CONTRO L’ODIO SOCIAL, ASTORIA PROMUOVE L’ASCOLTO E L’EMPATIA

L’azienda vinicola lancia la campagna #lovespeech
TREVISO – “Se cercate #lovespeech su Instagram trovate 2.800 post, se cercate #hatespeech ne trovate oltre 30.000. Per l’anno prossimo vogliamo contribuire a ribaltare la proporzione e diffondere solo messaggi positivi.” Così Carlotta Polegato, responsabile comunicazione Astoria, racconta la logica della nuova campagna sociale dell’azienda di famiglia, scelta tra le proposte arrivate sui social.

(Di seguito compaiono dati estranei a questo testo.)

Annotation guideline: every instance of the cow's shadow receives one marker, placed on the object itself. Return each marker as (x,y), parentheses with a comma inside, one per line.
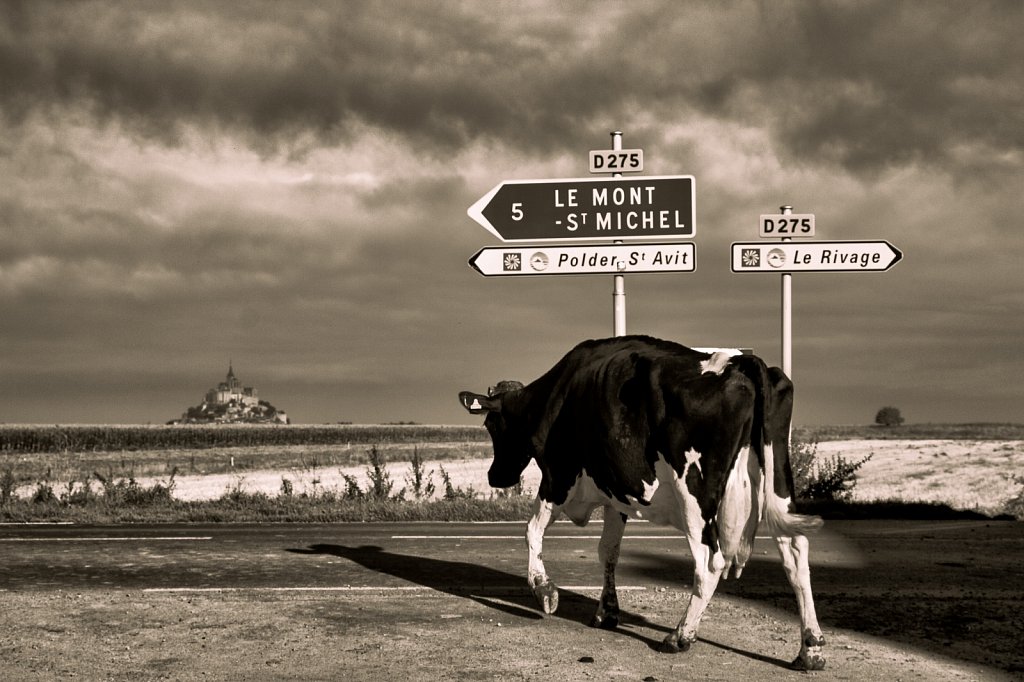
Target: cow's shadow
(495,589)
(499,590)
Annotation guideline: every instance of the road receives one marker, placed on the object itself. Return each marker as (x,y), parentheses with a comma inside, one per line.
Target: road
(942,598)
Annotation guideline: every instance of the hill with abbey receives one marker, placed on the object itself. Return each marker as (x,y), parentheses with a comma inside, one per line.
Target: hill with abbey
(230,402)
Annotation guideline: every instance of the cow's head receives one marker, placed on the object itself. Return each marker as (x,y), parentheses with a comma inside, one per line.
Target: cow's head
(509,435)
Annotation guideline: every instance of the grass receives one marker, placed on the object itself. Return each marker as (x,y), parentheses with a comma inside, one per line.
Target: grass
(116,497)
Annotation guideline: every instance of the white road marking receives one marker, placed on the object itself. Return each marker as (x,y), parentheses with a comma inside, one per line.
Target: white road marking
(519,537)
(392,588)
(107,540)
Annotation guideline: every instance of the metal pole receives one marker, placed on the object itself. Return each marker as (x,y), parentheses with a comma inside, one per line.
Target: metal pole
(787,312)
(619,292)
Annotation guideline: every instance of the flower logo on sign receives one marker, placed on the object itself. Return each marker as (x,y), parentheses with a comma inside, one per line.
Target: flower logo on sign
(751,257)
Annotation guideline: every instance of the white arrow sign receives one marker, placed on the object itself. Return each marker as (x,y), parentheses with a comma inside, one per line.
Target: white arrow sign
(616,258)
(814,256)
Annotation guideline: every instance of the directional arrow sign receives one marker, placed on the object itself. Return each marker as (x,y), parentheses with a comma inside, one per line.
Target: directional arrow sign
(814,256)
(639,208)
(615,258)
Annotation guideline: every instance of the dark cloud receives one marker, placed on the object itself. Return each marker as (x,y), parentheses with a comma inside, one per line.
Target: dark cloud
(866,85)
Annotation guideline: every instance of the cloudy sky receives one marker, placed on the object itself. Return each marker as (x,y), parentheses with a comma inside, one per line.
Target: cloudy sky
(284,186)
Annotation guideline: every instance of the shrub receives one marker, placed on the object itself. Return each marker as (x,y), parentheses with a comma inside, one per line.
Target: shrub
(1015,505)
(380,480)
(419,479)
(7,485)
(802,454)
(452,493)
(833,479)
(889,417)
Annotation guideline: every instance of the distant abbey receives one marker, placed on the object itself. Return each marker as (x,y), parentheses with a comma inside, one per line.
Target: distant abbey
(230,389)
(230,402)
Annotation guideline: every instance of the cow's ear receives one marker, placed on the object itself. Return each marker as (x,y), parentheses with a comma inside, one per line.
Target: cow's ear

Astoria Wines è una azienda vitivinicola conosciuta per il suo Prosecco ma anche per il suo impegno sociale a favore dell’integrazione. L’ultima campagna, intitolata “No Hate Speech” aveva riscosso particolare attenzione grazie a un video in cui un gruppo di atleti italiani di origine straniera rispondeva agli insulti ricevuti sui social network. A chiusura di questa iniziativa, durante l’estate Astoria aveva lanciato un bando per raccogliere idee per una nuova campagna a favore dell’integrazione.

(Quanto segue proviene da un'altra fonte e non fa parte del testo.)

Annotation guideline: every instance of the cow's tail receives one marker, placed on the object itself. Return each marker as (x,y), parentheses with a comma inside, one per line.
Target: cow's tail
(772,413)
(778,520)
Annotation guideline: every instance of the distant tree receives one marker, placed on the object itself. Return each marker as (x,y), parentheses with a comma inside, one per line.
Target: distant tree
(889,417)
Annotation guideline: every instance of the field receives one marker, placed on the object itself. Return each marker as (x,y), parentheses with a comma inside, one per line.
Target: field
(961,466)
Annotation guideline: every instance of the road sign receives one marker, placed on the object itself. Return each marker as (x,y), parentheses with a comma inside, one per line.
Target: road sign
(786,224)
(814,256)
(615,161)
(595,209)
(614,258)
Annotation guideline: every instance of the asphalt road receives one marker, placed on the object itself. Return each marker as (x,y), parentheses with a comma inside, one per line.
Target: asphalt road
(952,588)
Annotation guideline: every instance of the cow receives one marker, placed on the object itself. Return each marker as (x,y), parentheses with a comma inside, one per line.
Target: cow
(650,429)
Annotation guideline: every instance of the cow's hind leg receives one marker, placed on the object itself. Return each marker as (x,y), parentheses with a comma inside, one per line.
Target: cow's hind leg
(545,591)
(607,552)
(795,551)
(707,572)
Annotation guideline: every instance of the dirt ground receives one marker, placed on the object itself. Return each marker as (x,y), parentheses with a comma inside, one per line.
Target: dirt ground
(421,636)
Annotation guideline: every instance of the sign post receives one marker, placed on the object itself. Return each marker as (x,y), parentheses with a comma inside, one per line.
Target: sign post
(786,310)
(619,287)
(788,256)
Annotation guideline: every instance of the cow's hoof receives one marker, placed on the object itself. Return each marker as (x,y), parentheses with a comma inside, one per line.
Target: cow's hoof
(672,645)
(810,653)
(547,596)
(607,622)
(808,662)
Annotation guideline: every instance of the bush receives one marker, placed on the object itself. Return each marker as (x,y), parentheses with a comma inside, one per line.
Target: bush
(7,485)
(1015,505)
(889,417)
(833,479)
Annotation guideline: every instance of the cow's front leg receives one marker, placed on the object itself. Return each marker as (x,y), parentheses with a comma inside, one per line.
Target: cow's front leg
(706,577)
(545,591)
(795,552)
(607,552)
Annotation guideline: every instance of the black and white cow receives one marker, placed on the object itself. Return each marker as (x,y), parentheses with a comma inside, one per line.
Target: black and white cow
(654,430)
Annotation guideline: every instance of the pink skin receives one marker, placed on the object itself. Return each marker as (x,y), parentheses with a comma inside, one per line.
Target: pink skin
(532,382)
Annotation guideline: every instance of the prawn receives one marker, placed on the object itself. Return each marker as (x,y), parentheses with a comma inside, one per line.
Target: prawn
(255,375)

Continua Carlotta Polegato: “Sono arrivati oltre 80 progetti, tutti molto belli perché ci mostrano una realtà italiana fatta persone che si impegnano su tantissimi fronti. Ci sono arrivate idee per il mondo della moda, attività di bonifica di territori, iniziative nelle scuole, corsi di italiano… La selezione è stata difficile, ma alla fine la scelta è andata sul progetto dell’agenzia Notorious di Castelfranco Veneto, che ci ha proposto un cambio di prospettiva, invitandoci a non porre l’attenzione sull’odio, ma al suo contrario.”

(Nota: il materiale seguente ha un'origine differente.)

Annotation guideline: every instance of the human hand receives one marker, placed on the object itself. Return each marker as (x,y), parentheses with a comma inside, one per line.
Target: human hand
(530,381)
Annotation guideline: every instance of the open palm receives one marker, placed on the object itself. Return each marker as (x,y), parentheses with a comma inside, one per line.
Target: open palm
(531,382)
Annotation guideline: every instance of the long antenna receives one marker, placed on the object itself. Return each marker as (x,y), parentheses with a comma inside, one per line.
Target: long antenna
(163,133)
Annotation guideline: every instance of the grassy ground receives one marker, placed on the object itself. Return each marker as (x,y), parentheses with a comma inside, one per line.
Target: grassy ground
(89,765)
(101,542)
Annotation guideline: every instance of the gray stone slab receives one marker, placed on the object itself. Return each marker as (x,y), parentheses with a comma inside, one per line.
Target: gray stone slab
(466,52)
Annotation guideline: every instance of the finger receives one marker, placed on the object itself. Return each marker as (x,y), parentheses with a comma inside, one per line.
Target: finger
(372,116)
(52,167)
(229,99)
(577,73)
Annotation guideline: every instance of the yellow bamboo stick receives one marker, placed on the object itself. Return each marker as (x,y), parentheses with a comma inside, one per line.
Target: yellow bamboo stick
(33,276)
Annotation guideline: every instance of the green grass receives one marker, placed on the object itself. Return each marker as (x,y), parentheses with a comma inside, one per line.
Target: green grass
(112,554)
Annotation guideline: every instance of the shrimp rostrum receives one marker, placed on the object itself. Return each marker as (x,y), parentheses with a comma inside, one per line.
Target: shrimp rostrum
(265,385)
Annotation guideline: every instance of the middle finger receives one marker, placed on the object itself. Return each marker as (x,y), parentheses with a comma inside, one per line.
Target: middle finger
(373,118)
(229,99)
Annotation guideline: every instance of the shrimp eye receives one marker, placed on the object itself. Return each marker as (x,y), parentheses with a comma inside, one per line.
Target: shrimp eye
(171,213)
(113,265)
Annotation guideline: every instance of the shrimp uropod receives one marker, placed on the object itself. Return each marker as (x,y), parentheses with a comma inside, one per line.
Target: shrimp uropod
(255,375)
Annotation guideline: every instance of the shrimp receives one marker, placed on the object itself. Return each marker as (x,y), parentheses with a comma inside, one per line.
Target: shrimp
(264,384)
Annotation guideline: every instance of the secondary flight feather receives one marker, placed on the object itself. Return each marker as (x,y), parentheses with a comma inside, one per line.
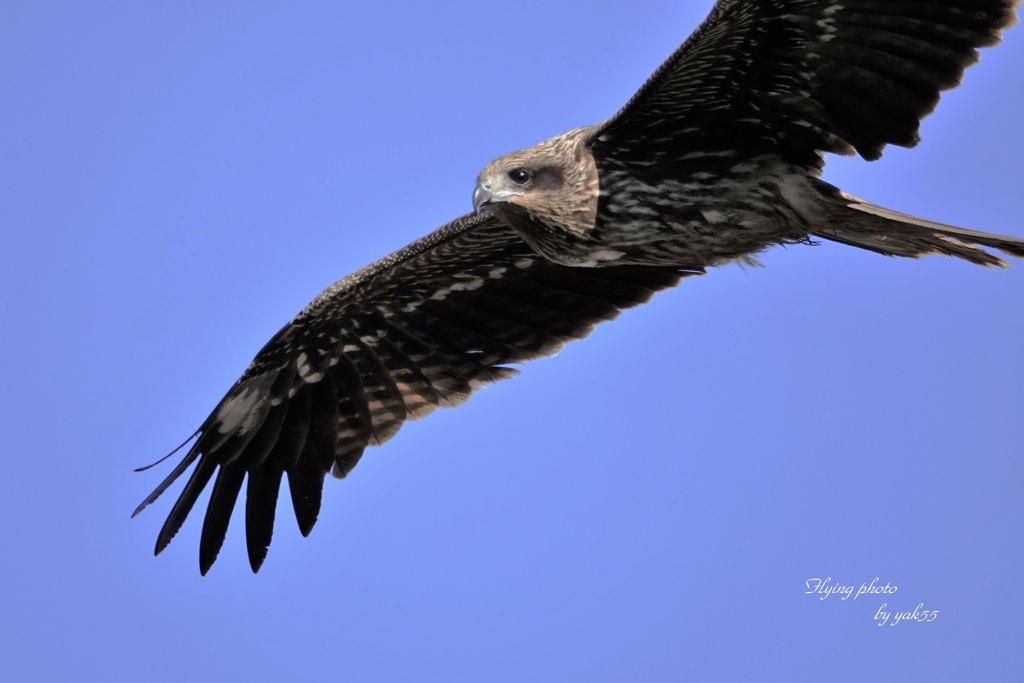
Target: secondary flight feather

Spiega Marco La Fiura, titolare di Notorious: “L’obiettivo della nuova campagna sarà divulgare un messaggio imperniato sui temi dell’ascolto, dell’immedesimazione nell’altro, dell’empatia. L’ascolto è il primo passo verso una comprensione profonda dei fenomeni, genera rispetto dell’altro e apre ad una relazione positiva con le persone”.

Nel concreto, Notorious coinvolgerà 12 illustratori impegnati a disegnare altrettante tavole sul tema #Lovespeech, che in primavera saranno esposti in una mostra itinerante in alcune delle principali città italiane, e in seguito pubblicati e venduti per raccogliere fondi a favore del CIAI (Centro italiano aiuti all’infanzia), ente autorizzato all’adozione internazionale e ong che da più di 50 anni diffonde in Italia e all’estero la cultura dell’inclusione e agisce con i suoi progetti di cooperazione affinché siano ridotte le vulnerabilità che creano le discriminazioni.